Chris and I are sharing digs in Coventry this week, for the first, and last, time. I really feel for his wife, he’s so grumpy in the morning. He assures me this is because he’s waking up with me, rather than Rachel, but I think that’s a feeble excuse. We’re not in the same bed, you understand, just the same house. He’s got the front lounge and a camp bed, I’ve got a desk, a double bed, and an actual bedroom. I thought Chris would appreciate the cheaper room, being a family man and all, with shoes to buy, and porridge, but he’s not happy. He’s confiscated the front door key, because, and I quote, “you’ll come home drunk, and crash into my bed.” The front door opens directly into the front lounge, so if I was going to come home drunk I would probably crash into Chris’ bed, but as Chris is the one doing the coming home drunk bit, and I’m the one doing the go home early with a bag of chips bit, he’s more likely to do the crashing into his own bed bit.
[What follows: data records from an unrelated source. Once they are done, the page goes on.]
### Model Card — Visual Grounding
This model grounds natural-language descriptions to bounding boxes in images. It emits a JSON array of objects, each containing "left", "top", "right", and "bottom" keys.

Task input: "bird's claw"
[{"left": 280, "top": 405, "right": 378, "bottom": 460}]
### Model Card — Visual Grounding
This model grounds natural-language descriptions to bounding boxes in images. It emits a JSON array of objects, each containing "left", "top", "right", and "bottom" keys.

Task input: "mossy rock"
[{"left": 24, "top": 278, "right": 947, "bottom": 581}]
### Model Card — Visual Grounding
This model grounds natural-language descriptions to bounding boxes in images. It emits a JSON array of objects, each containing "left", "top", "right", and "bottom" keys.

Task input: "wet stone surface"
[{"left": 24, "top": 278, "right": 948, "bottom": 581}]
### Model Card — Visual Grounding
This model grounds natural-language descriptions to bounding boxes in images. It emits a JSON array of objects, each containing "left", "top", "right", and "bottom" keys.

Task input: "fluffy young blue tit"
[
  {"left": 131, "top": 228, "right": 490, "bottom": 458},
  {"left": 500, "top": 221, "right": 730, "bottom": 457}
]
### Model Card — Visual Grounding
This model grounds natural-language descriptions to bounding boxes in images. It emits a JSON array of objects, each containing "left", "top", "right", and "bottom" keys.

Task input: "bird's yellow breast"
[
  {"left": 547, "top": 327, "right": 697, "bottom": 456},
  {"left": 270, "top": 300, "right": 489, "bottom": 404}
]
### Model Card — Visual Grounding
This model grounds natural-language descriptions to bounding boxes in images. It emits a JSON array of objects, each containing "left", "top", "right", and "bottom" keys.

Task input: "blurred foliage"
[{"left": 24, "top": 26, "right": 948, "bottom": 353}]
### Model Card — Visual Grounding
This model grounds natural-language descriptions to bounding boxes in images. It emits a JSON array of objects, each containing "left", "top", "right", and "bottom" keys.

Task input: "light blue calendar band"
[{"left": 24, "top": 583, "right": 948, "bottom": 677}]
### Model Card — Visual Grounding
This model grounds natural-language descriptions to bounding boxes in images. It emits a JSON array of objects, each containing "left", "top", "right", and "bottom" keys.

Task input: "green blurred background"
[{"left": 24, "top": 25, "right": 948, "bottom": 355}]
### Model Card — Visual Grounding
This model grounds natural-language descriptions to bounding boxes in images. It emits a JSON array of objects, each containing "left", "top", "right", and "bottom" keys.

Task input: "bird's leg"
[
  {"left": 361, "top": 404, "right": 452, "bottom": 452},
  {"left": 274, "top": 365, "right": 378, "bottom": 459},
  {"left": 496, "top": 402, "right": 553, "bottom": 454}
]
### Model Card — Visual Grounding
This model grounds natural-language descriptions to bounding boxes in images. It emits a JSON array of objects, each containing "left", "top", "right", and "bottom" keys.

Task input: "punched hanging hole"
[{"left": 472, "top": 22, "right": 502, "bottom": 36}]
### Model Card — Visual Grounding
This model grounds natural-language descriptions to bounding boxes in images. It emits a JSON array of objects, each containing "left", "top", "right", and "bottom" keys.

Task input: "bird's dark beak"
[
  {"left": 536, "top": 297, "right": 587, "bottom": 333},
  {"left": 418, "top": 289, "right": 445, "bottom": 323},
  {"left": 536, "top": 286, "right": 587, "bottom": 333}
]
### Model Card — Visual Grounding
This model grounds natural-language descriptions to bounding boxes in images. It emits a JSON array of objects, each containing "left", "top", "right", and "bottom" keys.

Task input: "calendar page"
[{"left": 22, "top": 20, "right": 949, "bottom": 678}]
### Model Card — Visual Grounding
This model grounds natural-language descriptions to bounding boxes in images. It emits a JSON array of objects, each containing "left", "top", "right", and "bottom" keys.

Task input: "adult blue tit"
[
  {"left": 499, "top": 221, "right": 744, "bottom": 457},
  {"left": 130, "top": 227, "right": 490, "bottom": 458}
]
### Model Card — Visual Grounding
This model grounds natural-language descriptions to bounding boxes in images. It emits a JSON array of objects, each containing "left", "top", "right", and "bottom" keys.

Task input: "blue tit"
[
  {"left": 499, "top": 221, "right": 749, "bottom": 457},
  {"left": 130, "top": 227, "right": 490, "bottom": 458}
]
Whatever. There’s still no excuse for his constant moaning: ‘Seventy quid for this, it’s outrageous. Have you got my coffee? Where are my bananas?” On and on, every time I wake him up with a lovely mug of tea and a soggy biscuit. He rang me yesterday while I was charity shop shopping – “Where are my bananas?” “They’re in my hand Chris.” “Well bring them here, I want my breakfast.” “I’m in the charity shop.” “What for?” “I’m buying a fish steamer” “What for?” “Because it’s a pound if you buy a fruit slicer.” “What am I going to do about breakfast?” “I don’t care.” “I need my bananas.” On and on it goes, it’s like his bass drone in Richard for the Gregorian chants. Tuneless and unnecessary.
But I digress. Back to the sparkler. And the bottom. My bottom. Let’s not worry about Chris, or his bottom, or his sodding bananas. My nephew came to the matinee in Newcastle, and when I ran across the middle aisle he shouted “That naked man is my uncle.” He’s obviously very proud. It warms my heart that we have the kind of relationship where he can tell complete strangers about me, even when I’m naked with a sparkler up my whoopsy. That’s lovely, that is, and I have to say it was so much more fun staying with him than Chris. He wasn’t grumpy. He used to come and play violin to me. At six in the morning. And he asked me if I wanted a banana. Now that’s what I call a friend.